Image-Based Meta-Analysis (IBMA or 'Mega-Analysis')

Image-based meta-analyses (IBMA) or also sometimes called 'mega-analyses' are the ideal method of analysis when the full T-statistic images are available. (Say in Neurovault)

Where do the images converge?

The use of full image data prevents the loss of information that has been observed when only foci are used. However, until the sharing of full statistical maps with effect magnitude estimates and standard errors for single studies becomes the norm, researchers conducting meta-analyses may only have access to location information in the form of a list of foci. (Salimi-Khoshidi et al. 2009)

IBMA Methods: 

  • Mixed-Effects GLM 
  • Fixed-Effects GML
  • Fisher's IBMA
  • Stouffer's IBMA
  • z permutation


  • Maumet, C., & Nichols, T. E. (2016). Minimal Data Needed for Valid & Accurate Image-Based fMRI Meta-Analysis. In bioRxiv (p. 048249).
  • Lazar, N. A., Luna, B., Sweeney, J. A., & Eddy, W. F. (2002). Combining brains: a survey of methods for statistical pooling of informationNeuroimage16(2), 538-550.

Coordinate-Based Meta-Analysis

Coordinate-based meta-analyses use foci as data and are the most common methodology used in neuroimaging meta-analysis. Foci data is readily available in neuroimaging literature and tools such as NeuroSynth, NeuroQuery, and BrainMap have made it easy to source imaging studies by topic or region of interest. 

CBMA Methods:

  • Activation Likelihood Estimation (ALE)
  • Kernel Density Analysis (KDA)
  • Multilevel Kernel Density Analysis (MKDA)
  • Specific Coactivation Likelihood Estimation (SCALE)
  • Seed-Based d-Mapping
  • MKDA Chi2 Extension

Reference: Samartsidis, P., Montagna, S., Nichols, T. E., & Johnson, T. D. (2017). The coordinate-based meta-analysis of neuroimaging data. Statistical Science: A Review Journal of the Institute of Mathematical Statistics, 32(4), 580–599.

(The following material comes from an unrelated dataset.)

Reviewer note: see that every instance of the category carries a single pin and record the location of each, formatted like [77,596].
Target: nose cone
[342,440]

  •  Samartsidis, P., Montagna, S., Nichols, T. E., & Johnson, T. D. (2017). The coordinate-based meta-analysis of neuroimaging dataStatistical Science: A Review Journal of the Institute of Mathematical Statistics32(4), 580–599.
  • Samartsidis, P., Montagna, S., Laird, A. R., Fox, P. T., Johnson, T. D., & Nichols, T. E. (2020). Estimating the prevalence of missing experiments in a neuroimaging meta-analysis. Research Synthesis Methods, 11(6), 866–883.